Caroline Pham of the Commodity Futures Trading Commission (CFTC) in the US has proposed that a dedicated office be set up for focusing on retail crypto investors.
In order to expand the consumer protection mandate of the CFTC, she suggested that an ‘Office of the Retail Advocate’ be established.
Retail investors
Pharm spoke on September 27th at an event hosted by Corda, which is a blockchain project, and said that the office would serve as a voice of the people.
She said that protecting retail investors had become a rather pressing issue in light of the recent events that had taken place in the crypto industry.
She was referring to the crypto market crash that happened back in May after the implosion of the Terra ecosystem, which highlighted the risk management failures of companies and led to massive retail losses.
She asserted that all of this showed that there is a need for balancing retail protection and innovation with the right regulation.
The model of the office that Pham proposed was in accordance with the Office of the Investor Advocate of the US Securities and Exchange Commission (SEC).
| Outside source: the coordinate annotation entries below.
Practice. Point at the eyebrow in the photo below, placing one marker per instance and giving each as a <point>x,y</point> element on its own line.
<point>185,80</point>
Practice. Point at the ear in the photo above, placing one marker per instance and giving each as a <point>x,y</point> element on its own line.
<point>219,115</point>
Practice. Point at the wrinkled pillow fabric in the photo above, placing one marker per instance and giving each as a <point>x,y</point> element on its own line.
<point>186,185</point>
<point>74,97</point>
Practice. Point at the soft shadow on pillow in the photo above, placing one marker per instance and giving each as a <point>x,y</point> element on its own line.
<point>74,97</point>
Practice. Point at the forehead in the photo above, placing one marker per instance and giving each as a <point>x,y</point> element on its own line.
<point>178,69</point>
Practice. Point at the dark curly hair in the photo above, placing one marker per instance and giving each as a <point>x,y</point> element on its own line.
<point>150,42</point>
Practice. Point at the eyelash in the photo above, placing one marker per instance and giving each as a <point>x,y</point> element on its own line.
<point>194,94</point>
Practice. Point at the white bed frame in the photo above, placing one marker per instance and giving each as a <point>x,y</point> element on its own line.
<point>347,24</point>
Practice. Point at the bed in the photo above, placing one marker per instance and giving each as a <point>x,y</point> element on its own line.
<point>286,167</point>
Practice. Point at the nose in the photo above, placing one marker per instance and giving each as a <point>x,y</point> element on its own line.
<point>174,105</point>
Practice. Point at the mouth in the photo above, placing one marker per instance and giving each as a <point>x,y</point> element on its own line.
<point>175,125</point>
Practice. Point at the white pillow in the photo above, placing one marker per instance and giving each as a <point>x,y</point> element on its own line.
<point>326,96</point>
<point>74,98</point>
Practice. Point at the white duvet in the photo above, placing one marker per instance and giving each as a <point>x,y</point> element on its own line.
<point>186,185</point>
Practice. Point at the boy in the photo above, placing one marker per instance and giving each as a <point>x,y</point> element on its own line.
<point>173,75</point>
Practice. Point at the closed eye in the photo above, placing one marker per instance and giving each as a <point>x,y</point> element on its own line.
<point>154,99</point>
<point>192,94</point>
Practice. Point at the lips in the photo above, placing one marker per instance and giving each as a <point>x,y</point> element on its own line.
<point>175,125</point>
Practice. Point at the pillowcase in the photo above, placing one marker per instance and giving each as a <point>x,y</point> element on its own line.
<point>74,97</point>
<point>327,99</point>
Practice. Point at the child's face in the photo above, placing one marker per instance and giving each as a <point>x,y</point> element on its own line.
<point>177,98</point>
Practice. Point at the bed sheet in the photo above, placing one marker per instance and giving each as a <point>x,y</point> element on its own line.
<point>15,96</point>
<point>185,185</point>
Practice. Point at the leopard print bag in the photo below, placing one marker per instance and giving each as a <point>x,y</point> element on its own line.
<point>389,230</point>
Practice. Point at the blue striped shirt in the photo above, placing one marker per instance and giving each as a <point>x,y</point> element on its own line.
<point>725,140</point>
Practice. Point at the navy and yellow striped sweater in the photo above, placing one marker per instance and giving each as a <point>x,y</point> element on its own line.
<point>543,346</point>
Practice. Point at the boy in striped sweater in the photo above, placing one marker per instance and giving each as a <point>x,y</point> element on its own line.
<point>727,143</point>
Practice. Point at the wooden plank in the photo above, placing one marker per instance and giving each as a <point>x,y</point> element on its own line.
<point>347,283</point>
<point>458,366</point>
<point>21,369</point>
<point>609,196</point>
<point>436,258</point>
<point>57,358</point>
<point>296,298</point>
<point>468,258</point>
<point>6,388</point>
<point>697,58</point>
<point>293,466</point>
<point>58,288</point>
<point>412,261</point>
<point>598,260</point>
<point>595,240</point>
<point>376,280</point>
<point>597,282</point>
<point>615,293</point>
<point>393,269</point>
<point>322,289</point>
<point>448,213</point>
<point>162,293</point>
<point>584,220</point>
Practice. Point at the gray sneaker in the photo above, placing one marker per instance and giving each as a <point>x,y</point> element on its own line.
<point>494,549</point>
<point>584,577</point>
She stated that it was a ‘tried and true’ method of ensuring consumer protection.
The functions
Pham said that there were four core functions that the SEC’s Office had to serve. These include assisting retail investors in resolving problems with self-regulatory organizations, or the SEC.
Others are to give investors a voice in policymaking, support advisory committees and also assessing investor behavior and doing economic analysis and research.
Pham also said that existing markets could be changed because of blockchains and digital assets and also highlighted ten fundamentals that would be needed for responsible digital asset markets.
She said that even though it was still too early, they would be able to offer some great use cases if they are able to achieve blockchain stability and also improve scalability.
The fundamentals
The fundamentals that would be required include dealing with conflicts of interests, ensuring transparency, protecting the retail public and consumers, determining whether an asset is a security or not and mitigating systemic risks like the cascading liquidations seen after the Terra collapse.
The proposal is the latest effort that the CFTC has made for advancing its authority in monitoring the crypto markets.
It also comes after calls from lawmakers in the United States and the community that are all interested in some clarity in regard to crypto regulation.
However, the regulatory authority has come under fire because of the Ooki DAO case, which has been considered an example of regulation by enforcement.
The community believes that these are the same tactics that the US SEC is using against Ripple Labs, which have not been appreciated at all.
According to Pham, these are her views and also added that the CFTC, or other commissioners, may not be in agreement with them.